Can't compute of a marginal of a BayesDistribution->it takes ages!
The following script generates a segmentation fault with OT 1.17 and takes more than 96s for two values of the PDF with OT 1.19:
from openturns import *
beta = 2.3
# Loi de Sigma
loi_sigma = Normal(0.5, 0.01)
# Loi de Mv
loi_Mv = TruncatedDistribution(Exponential(beta), 7.5, TruncatedDistribution.UPPER)
# Loi de Mest|(Mv, Sigma)
# ici, la valeur des paramètres n'a pas d'importance
mu = 0.0
ecartType = 1.0
loi_Mest_givenMv_Sigma = TruncatedNormal(mu, ecartType, 0, 50)
# loi (Mv, Sigma) independantes
loi_Mv_Sigma = ComposedDistribution([loi_Mv, loi_sigma])
# fonction lien pour les param de loi_Mest_givenMv_Sigma: R^2 --> R^4
link_func = SymbolicFunction(['mu', 'ecarttype'], ['mu', 'ecarttype', '0', '50'])
# loi (Mest, Mv, Sigma) et (Mest, Sigma)
loi_Mest_Mv_Sigma = BayesDistribution(loi_Mest_givenMv_Sigma, loi_Mv_Sigma, link_func)
loi_Mest_Sigma = loi_Mest_Mv_Sigma.getMarginal([0,2])
loi_Mest_Sigma.computePDF([3.7, 0.7])
loi_Mest_Sigma.computePDF([4.0, 0.5])
I cannot reproduce. Which version is this ? from pip/conda ? os ?
I use OT1.17 (for penstock) installed with pip. It works with OT1.19 (I just installed it in a virtualenv then used pip to install openturns) but it is extremely slow.
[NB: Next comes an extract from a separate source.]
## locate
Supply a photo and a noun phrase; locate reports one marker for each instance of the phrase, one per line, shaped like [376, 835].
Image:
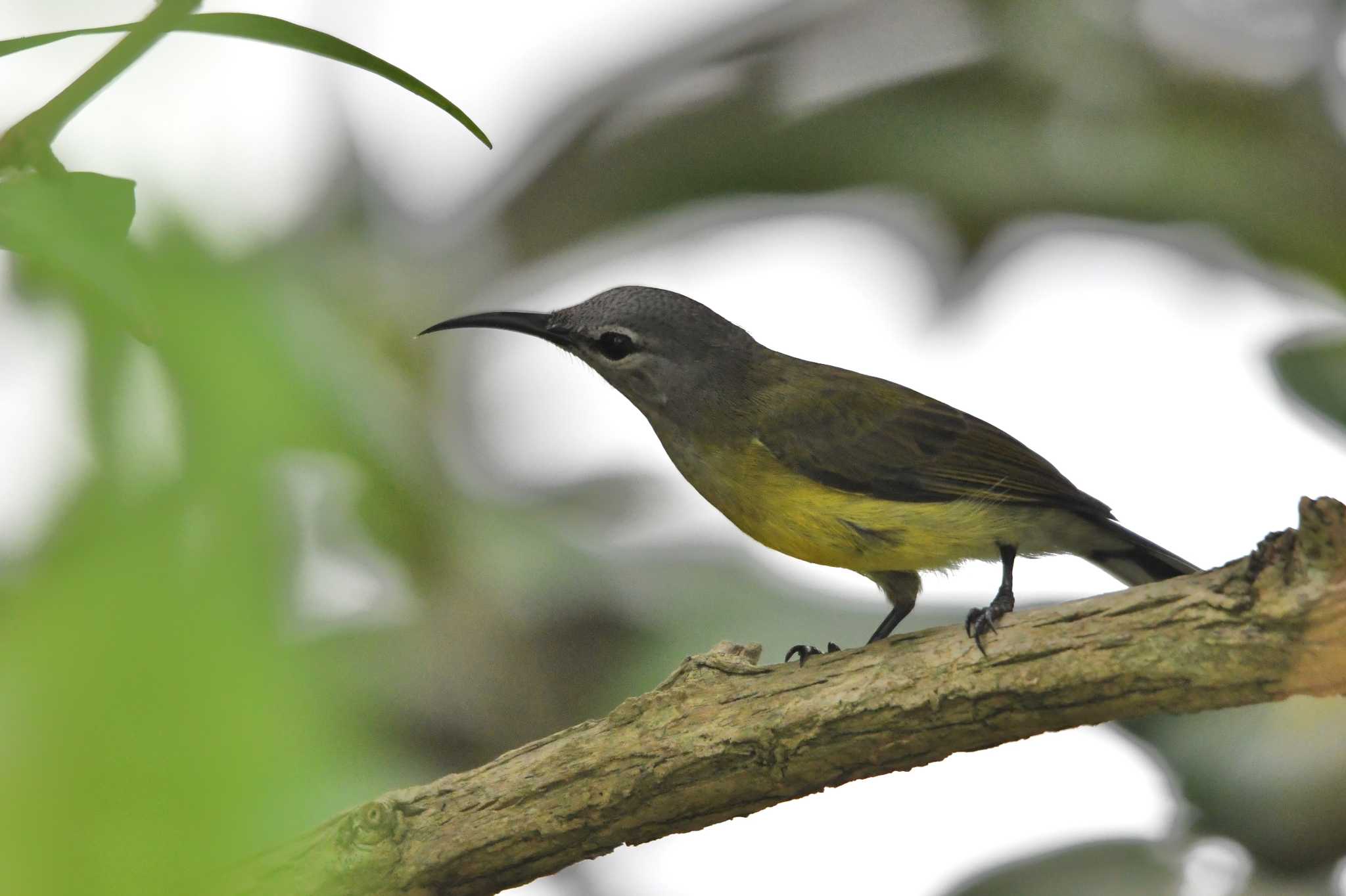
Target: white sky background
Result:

I am using Linux (kernel 5.15.43) with python 3.8.12. Unfortunately penstock produces wrong results with the latest OT so I have to switch between the two environments depending on the part of the study... This issue is more a request for an enhancement but I can't see how to specify it
it should probably be updated/fixed in penstock, you should probably contact @adumasphi you may want to fiddle with ConditionalDistribution resource map keys to speed up the pdf evaluation
The actual problems are, after a quick inspection:
- The BayesDistribution creates a copy of the conditioned distribution for each call of computePDF()
- The MarginalDistribution uses the default implementation of the computePDF() method, based on finite differences of the CDF, which is in turn computed using a d-dimensional integration where d is the dimension of the distribution. It is reasonable in the general case, where the CDF is the mandatory method to implement, but for some specific cases it is much more efficient to integrate only wrt the marginalized indices, leading to a single intgration in dimension p<d
This issue is linked to #2524 (ordering of the marginals).